What Are We Optimizing For? A Human-centric Evaluation of Deep Learning-based Movie Recommenders
This work addresses the gap in human-centric evaluation for recommender systems, highlighting the need to balance multiple user experience attributes beyond accuracy, which is crucial for improving real-world applications in domains like entertainment.
The study evaluated four deep learning-based movie recommenders through a survey of 445 users, finding that while some models excelled in novelty and serendipity, they underperformed in diversity, trustworthiness, transparency, accuracy, and overall satisfaction compared to classic collaborative filtering methods.
In the past decade, deep learning (DL) models have gained prominence for their exceptional accuracy on benchmark datasets in recommender systems (RecSys).
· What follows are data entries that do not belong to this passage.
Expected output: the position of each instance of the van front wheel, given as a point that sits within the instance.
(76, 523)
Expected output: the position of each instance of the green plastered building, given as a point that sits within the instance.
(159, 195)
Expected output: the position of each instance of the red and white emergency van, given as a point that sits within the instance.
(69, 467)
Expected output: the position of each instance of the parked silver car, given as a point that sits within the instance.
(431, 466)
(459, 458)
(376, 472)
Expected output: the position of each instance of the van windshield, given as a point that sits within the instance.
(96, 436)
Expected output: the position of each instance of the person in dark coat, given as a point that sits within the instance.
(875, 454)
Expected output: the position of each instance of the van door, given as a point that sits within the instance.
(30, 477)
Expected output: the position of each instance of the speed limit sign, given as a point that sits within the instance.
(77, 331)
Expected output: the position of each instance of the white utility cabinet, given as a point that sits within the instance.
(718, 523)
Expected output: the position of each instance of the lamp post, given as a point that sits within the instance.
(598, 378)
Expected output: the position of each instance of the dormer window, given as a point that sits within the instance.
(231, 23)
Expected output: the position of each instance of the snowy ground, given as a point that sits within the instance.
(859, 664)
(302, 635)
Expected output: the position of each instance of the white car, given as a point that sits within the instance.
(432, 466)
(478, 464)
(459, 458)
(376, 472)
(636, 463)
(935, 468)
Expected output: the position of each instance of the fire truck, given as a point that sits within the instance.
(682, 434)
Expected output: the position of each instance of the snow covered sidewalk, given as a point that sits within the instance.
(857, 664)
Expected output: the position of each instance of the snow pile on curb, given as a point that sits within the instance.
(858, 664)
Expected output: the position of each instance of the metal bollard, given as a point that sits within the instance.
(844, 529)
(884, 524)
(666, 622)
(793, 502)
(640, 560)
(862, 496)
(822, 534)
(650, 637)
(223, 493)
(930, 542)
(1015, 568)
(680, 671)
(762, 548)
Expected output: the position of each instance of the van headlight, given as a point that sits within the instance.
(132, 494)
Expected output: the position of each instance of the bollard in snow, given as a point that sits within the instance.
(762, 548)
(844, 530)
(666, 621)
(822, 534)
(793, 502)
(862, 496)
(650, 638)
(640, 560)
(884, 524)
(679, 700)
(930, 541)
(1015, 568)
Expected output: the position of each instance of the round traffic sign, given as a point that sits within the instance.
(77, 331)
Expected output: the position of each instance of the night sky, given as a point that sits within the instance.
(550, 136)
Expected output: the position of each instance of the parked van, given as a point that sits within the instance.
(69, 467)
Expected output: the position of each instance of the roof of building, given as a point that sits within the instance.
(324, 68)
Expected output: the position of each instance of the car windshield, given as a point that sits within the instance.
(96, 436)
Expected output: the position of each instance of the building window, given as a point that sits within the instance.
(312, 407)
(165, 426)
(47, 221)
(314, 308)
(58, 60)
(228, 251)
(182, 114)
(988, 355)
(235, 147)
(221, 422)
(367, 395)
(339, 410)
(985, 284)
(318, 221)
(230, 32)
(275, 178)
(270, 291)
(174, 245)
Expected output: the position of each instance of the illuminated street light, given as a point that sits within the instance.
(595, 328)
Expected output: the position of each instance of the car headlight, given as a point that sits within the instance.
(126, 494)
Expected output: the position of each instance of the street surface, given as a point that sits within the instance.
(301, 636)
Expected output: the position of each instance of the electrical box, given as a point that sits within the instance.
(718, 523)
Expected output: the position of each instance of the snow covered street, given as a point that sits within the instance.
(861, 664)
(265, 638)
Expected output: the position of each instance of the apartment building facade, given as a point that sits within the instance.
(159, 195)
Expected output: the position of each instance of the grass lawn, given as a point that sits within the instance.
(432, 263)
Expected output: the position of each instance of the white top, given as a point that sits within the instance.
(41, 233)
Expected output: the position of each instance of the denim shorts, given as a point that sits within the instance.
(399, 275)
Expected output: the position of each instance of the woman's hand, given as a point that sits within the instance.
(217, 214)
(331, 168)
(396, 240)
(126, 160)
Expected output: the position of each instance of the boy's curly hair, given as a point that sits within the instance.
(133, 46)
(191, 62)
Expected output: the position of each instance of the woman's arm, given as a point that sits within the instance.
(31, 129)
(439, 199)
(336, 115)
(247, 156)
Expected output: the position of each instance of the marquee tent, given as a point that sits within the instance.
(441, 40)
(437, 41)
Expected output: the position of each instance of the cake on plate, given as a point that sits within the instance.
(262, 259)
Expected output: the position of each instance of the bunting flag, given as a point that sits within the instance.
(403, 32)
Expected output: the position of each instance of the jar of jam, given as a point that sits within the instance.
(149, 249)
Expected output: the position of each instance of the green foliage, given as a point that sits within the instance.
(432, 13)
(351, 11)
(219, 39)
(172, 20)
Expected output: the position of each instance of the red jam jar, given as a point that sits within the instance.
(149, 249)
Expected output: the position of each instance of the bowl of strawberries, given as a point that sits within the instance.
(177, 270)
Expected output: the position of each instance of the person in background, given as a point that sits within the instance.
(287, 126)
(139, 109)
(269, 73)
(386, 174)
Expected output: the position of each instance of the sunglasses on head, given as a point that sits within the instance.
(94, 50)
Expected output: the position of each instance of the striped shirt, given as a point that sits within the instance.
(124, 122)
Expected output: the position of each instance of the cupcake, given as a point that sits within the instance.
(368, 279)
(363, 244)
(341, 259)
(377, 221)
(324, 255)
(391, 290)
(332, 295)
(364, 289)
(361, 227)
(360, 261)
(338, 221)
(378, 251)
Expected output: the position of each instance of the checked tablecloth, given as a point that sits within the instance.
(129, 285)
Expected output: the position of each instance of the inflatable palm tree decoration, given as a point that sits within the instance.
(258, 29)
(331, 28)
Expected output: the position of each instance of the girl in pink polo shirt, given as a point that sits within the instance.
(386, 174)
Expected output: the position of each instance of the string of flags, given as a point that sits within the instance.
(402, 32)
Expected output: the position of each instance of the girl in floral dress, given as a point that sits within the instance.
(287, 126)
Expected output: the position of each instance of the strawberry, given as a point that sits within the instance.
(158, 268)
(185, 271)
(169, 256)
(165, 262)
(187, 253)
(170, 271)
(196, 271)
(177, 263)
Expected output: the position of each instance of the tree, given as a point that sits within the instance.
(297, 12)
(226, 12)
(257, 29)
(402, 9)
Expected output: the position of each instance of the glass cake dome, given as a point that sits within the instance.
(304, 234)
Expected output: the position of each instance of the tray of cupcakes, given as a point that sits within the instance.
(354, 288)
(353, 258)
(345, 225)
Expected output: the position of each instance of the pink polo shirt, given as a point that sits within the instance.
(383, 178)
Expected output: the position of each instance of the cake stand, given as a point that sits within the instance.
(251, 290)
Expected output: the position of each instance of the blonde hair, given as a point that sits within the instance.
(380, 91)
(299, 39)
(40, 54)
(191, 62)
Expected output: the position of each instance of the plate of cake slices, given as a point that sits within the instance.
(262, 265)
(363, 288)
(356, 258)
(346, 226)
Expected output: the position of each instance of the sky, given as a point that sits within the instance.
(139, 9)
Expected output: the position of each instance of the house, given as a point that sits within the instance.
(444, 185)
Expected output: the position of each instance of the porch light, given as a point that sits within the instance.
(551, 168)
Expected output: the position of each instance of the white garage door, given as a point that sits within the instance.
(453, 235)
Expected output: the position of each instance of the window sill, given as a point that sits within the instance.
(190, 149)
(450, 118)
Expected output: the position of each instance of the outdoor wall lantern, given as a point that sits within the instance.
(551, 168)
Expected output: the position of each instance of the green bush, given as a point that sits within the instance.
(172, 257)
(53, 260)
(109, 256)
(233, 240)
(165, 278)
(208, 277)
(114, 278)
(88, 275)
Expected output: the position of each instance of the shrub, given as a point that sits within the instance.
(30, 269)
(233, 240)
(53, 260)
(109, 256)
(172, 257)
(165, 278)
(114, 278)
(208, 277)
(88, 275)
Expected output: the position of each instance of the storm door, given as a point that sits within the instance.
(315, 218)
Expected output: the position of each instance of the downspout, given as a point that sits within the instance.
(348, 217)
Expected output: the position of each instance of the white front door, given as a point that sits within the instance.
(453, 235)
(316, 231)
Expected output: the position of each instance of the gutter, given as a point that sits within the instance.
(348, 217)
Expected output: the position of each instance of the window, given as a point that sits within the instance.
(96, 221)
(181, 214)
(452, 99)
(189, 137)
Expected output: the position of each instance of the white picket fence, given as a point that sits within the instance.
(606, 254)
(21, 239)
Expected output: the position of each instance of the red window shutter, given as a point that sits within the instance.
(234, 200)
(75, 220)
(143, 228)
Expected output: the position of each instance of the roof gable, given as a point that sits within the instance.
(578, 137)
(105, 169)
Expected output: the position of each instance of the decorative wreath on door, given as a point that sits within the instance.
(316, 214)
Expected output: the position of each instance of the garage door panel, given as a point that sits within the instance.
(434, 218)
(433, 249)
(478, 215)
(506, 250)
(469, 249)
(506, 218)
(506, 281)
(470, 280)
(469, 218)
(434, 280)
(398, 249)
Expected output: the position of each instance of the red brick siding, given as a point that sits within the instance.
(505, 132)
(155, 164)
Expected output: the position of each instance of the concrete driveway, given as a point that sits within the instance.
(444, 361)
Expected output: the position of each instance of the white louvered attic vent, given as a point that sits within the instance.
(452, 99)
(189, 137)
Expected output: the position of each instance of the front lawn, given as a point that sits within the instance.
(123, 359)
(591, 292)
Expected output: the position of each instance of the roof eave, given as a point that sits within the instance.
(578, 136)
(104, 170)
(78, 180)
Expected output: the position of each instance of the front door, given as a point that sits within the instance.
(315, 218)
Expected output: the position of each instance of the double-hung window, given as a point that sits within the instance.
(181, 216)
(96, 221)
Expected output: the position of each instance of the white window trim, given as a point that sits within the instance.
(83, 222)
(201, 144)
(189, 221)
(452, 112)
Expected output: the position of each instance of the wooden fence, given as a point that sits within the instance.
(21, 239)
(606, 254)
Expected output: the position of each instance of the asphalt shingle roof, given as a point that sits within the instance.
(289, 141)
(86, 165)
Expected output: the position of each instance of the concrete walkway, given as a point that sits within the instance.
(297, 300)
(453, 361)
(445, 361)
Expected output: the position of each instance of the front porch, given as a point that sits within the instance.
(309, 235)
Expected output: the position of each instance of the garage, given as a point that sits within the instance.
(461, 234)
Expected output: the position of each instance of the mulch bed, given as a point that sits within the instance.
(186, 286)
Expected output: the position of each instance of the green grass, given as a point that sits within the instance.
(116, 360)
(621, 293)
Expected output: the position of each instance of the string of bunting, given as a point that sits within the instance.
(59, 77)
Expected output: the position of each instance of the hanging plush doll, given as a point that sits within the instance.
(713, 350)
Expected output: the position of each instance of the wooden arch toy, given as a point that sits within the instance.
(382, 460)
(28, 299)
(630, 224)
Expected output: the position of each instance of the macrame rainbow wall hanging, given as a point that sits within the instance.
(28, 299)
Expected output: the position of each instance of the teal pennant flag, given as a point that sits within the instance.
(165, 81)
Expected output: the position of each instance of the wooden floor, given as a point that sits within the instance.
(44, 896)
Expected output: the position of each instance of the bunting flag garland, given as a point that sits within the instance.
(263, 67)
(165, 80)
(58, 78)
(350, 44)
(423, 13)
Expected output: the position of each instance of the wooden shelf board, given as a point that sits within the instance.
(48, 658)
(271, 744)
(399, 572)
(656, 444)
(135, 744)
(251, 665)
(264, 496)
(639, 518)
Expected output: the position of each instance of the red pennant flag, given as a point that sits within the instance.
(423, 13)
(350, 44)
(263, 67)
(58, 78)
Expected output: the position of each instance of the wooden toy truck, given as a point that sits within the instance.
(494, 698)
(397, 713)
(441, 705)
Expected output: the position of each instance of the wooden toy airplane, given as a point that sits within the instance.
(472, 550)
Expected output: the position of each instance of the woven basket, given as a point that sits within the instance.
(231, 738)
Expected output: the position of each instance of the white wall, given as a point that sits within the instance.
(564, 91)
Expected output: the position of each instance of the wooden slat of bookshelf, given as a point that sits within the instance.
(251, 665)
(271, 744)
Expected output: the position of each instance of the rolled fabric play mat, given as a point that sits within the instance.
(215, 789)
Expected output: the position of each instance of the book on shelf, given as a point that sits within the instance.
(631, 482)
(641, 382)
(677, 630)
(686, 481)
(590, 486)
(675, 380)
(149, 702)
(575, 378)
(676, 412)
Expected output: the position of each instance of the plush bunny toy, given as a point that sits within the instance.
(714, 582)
However, their evaluation has primarily relied on offline metrics, overlooking direct user perception and experience. To address this gap, we conduct a human-centric evaluation case study of four leading DL-RecSys models in the movie domain. We test how different DL-RecSys models perform in personalized recommendation generation by conducting survey study with 445 real active users. We find some DL-RecSys models to be superior in recommending novel and unexpected items and weaker in diversity, trustworthiness, transparency, accuracy, and overall user satisfaction compared to classic collaborative filtering (CF) methods. To further explain the reasons behind the underperformance, we apply a comprehensive path analysis. We discover that the lack of diversity and too much serendipity from DL models can negatively impact the consequent perceived transparency and personalization of recommendations. Such a path ultimately leads to lower summative user satisfaction. Qualitatively, we confirm with real user quotes that accuracy plus at least one other attribute is necessary to ensure a good user experience, while their demands for transparency and trust can not be neglected. Based on our findings, we discuss future human-centric DL-RecSys design and optimization strategies.